Nadia Terranova (born 1 January 1978) is an Italian author.

== Life and career ==
Born in Messina, Terranova graduated in philosophy at the University of Messina, and then got a doctorate in modern history at the University of Catania. In 2003 she moved to Rome, where she started her activity as a writer as the author of children’s books. Her debut novel Gli anni al contrario ("The years in reverse", 2015) got her critical appraise and several awards including the Bagutta Prize for best first work and the Premio Brancati. The book was selected by La Repubblica as one of the best Italian books of the 2010s decade.

Terranova's second novel Farewell, Ghosts (Italian: Addio fantasmi, 2018) was a finalist at the 2019 Strega Prize, losing to Antonio Scurati's M. Son of the Century. It also won several awards, including the Martoglio Prize and Alassio Centolibri Prize, and Corriere della Sera ranked it sixth on their 2018 best books list.

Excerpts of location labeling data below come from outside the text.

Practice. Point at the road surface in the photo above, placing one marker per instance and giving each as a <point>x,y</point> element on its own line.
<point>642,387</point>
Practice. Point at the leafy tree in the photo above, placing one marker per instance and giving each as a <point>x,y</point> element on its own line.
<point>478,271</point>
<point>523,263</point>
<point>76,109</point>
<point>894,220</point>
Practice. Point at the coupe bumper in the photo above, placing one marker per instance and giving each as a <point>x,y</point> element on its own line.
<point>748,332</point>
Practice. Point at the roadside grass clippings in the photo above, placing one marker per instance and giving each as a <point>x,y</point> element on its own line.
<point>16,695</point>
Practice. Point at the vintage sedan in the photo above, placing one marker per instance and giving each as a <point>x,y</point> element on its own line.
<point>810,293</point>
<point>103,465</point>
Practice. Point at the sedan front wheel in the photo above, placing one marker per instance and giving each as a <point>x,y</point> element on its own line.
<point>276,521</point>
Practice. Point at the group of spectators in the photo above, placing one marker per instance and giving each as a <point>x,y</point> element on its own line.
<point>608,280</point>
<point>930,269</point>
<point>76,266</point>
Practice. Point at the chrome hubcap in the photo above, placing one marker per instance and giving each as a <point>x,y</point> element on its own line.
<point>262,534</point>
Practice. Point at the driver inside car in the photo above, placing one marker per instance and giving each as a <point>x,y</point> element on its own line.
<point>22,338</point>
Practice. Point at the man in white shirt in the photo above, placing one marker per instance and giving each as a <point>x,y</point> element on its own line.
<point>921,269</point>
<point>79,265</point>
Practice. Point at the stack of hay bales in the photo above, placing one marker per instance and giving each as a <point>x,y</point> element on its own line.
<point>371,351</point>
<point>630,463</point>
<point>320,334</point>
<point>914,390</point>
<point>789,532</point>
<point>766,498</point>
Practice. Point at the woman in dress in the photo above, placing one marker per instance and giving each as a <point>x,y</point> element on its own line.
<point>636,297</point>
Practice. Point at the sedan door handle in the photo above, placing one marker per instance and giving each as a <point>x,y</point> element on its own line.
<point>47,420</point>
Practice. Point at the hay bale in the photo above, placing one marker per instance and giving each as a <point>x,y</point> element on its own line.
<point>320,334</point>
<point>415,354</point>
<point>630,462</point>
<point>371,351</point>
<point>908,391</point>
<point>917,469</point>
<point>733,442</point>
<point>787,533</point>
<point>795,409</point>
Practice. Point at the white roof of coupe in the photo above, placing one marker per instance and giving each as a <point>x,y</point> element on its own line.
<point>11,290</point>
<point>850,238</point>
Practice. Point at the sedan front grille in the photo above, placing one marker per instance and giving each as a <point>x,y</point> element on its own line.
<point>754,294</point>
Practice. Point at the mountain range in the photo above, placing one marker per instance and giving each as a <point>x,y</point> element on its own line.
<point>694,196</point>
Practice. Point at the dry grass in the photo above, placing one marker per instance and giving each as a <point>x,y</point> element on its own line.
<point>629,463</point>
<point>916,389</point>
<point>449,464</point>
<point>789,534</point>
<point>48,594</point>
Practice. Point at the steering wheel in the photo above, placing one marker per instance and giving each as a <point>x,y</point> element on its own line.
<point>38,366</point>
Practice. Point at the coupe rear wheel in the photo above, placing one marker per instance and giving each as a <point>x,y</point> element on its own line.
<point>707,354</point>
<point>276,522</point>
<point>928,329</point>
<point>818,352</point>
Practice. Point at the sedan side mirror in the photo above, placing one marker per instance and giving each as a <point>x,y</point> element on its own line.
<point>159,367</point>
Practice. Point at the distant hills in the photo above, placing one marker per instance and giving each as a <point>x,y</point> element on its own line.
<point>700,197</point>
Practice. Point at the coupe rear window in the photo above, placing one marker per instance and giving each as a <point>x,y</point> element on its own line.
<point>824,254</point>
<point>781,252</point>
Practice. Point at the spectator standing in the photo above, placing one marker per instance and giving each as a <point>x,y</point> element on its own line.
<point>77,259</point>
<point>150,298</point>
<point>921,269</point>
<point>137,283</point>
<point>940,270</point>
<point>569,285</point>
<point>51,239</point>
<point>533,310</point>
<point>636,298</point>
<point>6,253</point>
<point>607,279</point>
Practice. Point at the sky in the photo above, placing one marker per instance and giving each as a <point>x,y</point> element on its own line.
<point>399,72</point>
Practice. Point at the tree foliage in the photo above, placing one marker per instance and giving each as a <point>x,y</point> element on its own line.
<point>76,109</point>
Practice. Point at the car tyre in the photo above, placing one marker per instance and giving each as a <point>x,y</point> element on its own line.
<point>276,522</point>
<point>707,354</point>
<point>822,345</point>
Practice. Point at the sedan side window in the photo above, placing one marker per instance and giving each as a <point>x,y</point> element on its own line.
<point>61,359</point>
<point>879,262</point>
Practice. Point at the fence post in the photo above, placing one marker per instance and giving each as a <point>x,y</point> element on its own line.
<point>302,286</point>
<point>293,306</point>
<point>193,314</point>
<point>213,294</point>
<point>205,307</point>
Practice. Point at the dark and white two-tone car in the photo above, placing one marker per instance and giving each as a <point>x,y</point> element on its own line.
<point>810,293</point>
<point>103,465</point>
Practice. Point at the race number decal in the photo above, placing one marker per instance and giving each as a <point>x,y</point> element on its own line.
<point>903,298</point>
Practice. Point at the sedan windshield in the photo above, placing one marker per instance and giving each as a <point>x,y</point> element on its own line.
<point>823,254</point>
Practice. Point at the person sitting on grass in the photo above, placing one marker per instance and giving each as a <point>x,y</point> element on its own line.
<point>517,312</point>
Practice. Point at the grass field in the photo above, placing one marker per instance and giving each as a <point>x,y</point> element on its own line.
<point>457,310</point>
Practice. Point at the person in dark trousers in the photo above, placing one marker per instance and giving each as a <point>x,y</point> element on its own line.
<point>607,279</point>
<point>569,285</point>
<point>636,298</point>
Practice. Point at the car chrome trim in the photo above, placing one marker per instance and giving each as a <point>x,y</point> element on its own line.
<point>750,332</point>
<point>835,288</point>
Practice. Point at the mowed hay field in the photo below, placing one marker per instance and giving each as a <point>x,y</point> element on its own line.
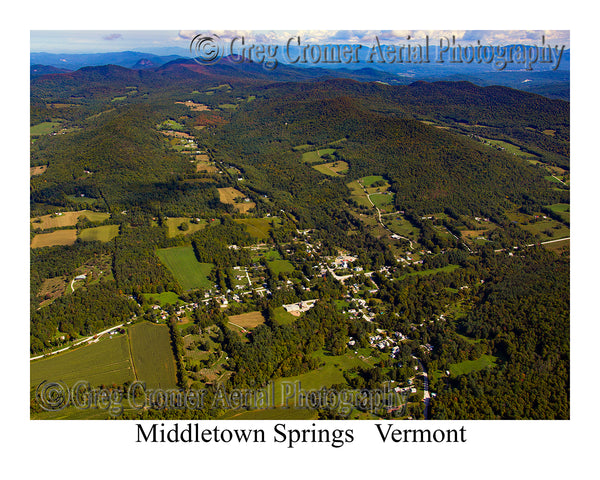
<point>104,233</point>
<point>316,156</point>
<point>184,266</point>
<point>174,223</point>
<point>247,320</point>
<point>37,170</point>
<point>333,169</point>
<point>152,355</point>
<point>103,363</point>
<point>59,237</point>
<point>259,228</point>
<point>67,219</point>
<point>229,194</point>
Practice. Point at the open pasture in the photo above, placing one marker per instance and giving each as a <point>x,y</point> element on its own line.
<point>152,355</point>
<point>105,233</point>
<point>229,195</point>
<point>59,237</point>
<point>247,320</point>
<point>184,266</point>
<point>333,169</point>
<point>66,219</point>
<point>102,363</point>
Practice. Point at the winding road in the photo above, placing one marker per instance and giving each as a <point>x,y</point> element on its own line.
<point>85,340</point>
<point>379,215</point>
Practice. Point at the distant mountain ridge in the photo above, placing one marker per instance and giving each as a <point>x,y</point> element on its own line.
<point>553,84</point>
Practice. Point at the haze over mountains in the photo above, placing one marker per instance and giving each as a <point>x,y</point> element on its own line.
<point>541,79</point>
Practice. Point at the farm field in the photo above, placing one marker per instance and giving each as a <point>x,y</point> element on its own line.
<point>67,219</point>
<point>271,414</point>
<point>510,148</point>
<point>173,224</point>
<point>330,373</point>
<point>559,247</point>
<point>33,171</point>
<point>369,180</point>
<point>59,237</point>
<point>401,226</point>
<point>182,263</point>
<point>542,229</point>
<point>44,128</point>
<point>195,107</point>
<point>333,169</point>
<point>563,209</point>
<point>381,199</point>
<point>247,320</point>
<point>105,362</point>
<point>203,164</point>
<point>105,233</point>
<point>431,271</point>
<point>282,317</point>
<point>316,156</point>
<point>51,289</point>
<point>152,355</point>
<point>228,195</point>
<point>468,366</point>
<point>259,228</point>
<point>163,299</point>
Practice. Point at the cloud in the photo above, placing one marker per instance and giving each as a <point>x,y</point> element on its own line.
<point>112,36</point>
<point>368,37</point>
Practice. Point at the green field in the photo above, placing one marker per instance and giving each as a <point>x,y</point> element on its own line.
<point>173,226</point>
<point>371,179</point>
<point>259,228</point>
<point>431,271</point>
<point>330,373</point>
<point>510,148</point>
<point>182,263</point>
<point>152,355</point>
<point>333,169</point>
<point>271,414</point>
<point>104,233</point>
<point>316,156</point>
<point>102,363</point>
<point>380,200</point>
<point>282,317</point>
<point>163,299</point>
<point>401,226</point>
<point>43,128</point>
<point>542,228</point>
<point>563,209</point>
<point>280,266</point>
<point>169,124</point>
<point>468,366</point>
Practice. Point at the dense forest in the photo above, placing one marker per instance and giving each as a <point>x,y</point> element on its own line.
<point>428,238</point>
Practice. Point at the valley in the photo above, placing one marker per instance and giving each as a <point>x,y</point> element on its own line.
<point>242,231</point>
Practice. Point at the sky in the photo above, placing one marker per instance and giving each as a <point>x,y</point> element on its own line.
<point>154,41</point>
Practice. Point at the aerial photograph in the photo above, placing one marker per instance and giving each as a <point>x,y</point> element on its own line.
<point>299,225</point>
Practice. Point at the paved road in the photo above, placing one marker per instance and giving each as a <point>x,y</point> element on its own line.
<point>85,340</point>
<point>379,215</point>
<point>426,395</point>
<point>541,243</point>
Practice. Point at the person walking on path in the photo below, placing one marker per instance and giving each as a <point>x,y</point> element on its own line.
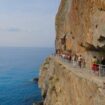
<point>80,61</point>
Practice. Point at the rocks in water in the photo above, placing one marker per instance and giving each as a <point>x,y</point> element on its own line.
<point>35,79</point>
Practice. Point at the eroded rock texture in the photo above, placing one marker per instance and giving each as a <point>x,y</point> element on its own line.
<point>62,85</point>
<point>81,26</point>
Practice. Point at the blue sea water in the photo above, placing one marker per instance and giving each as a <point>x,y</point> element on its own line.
<point>18,66</point>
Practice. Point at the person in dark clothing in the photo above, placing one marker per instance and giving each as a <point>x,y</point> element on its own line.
<point>103,61</point>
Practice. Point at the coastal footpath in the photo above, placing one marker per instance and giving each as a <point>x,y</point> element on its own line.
<point>65,85</point>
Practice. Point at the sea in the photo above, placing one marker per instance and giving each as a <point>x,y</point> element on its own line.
<point>18,67</point>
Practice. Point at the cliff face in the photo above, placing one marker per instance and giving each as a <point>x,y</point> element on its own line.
<point>64,85</point>
<point>81,25</point>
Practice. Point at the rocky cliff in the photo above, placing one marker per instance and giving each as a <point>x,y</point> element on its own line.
<point>64,85</point>
<point>80,27</point>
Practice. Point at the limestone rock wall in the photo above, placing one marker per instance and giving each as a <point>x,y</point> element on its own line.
<point>81,25</point>
<point>62,85</point>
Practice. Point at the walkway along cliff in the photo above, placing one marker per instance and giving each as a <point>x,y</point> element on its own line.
<point>80,28</point>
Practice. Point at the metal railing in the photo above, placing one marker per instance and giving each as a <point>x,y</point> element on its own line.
<point>101,68</point>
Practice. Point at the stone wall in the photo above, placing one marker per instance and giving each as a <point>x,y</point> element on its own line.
<point>63,85</point>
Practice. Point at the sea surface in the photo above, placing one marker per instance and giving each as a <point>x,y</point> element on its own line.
<point>18,66</point>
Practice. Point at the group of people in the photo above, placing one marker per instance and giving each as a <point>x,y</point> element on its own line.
<point>77,60</point>
<point>96,63</point>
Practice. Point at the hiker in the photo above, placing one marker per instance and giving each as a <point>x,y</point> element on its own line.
<point>80,61</point>
<point>103,61</point>
<point>74,60</point>
<point>95,66</point>
<point>83,63</point>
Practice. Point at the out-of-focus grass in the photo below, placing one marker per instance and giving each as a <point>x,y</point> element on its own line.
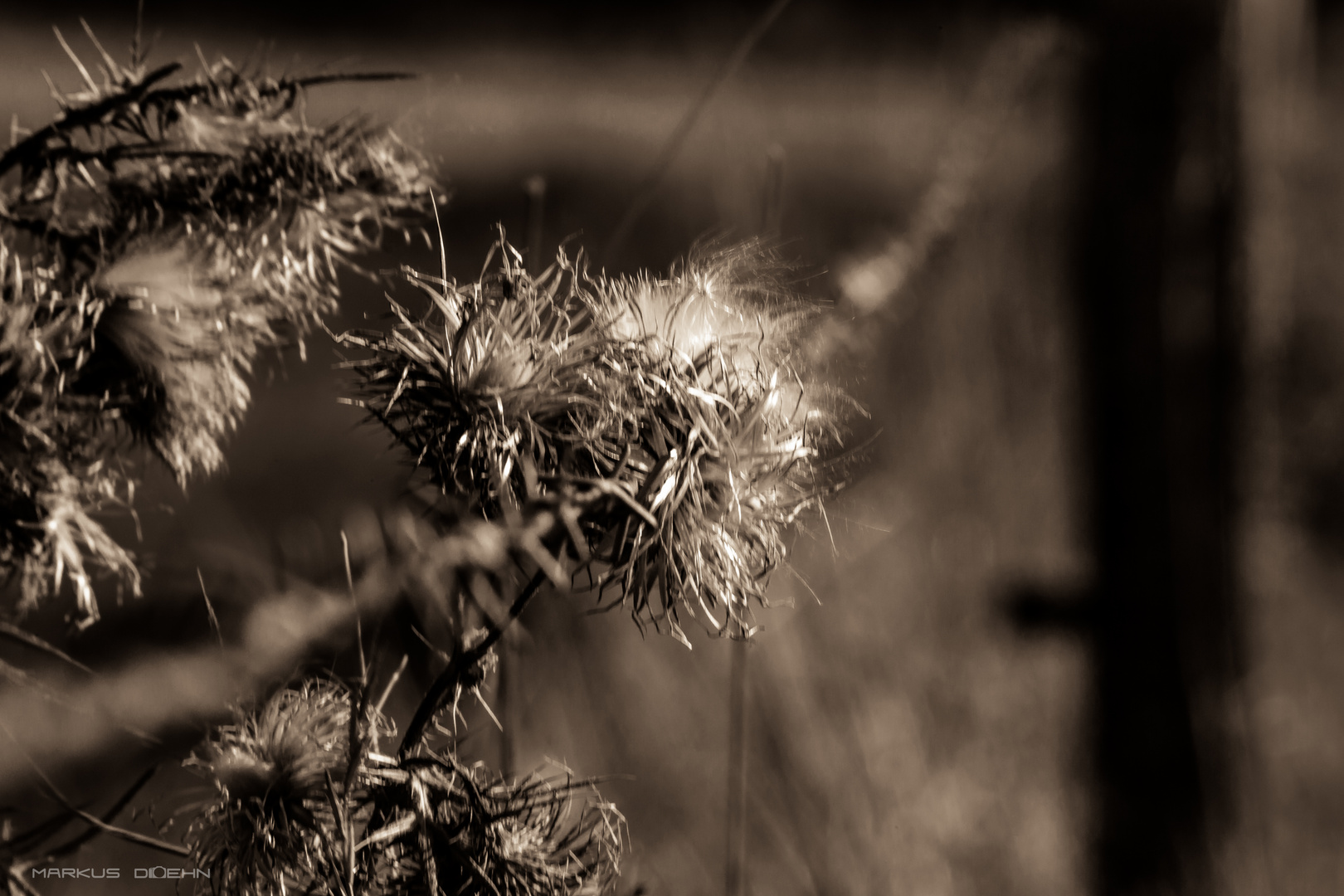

Terranova is also a contributor to several magazines and newspapers, an essayist, an author of short stories and a radio writer. In 2021 she made up her first graphic novel, Caravaggio e la ragazza, illustrated by Lelio Bonaccorso. The same year she was a jury member of the "Horizons" section at the 78th Venice International Film Festival.

==Works==

Novels

- Gli anni al contrario, Torino, Einaudi, 2015 ISBN 978-88-06-21731-0.
- Addio fantasmi, Torino, Einaudi, 2018 ISBN 978-88-06-23745-5 (trans. Farewell, Ghosts, Ann Goldstein, Seven Stories Press, 2022).
- Trema la notte, Torino, Einaudi, 2022 ISBN 978-88-06-24890-1 (trans. The Night Trembles, Ann Goldstein, Seven Stories Press, 2025).
- Quello che so di te, Milano, Guanda, 2025.

Collections of Short-Stories

- Come una storia d’amore, Roma, Perrone, 2020 ISBN 978-88-6004-523-2.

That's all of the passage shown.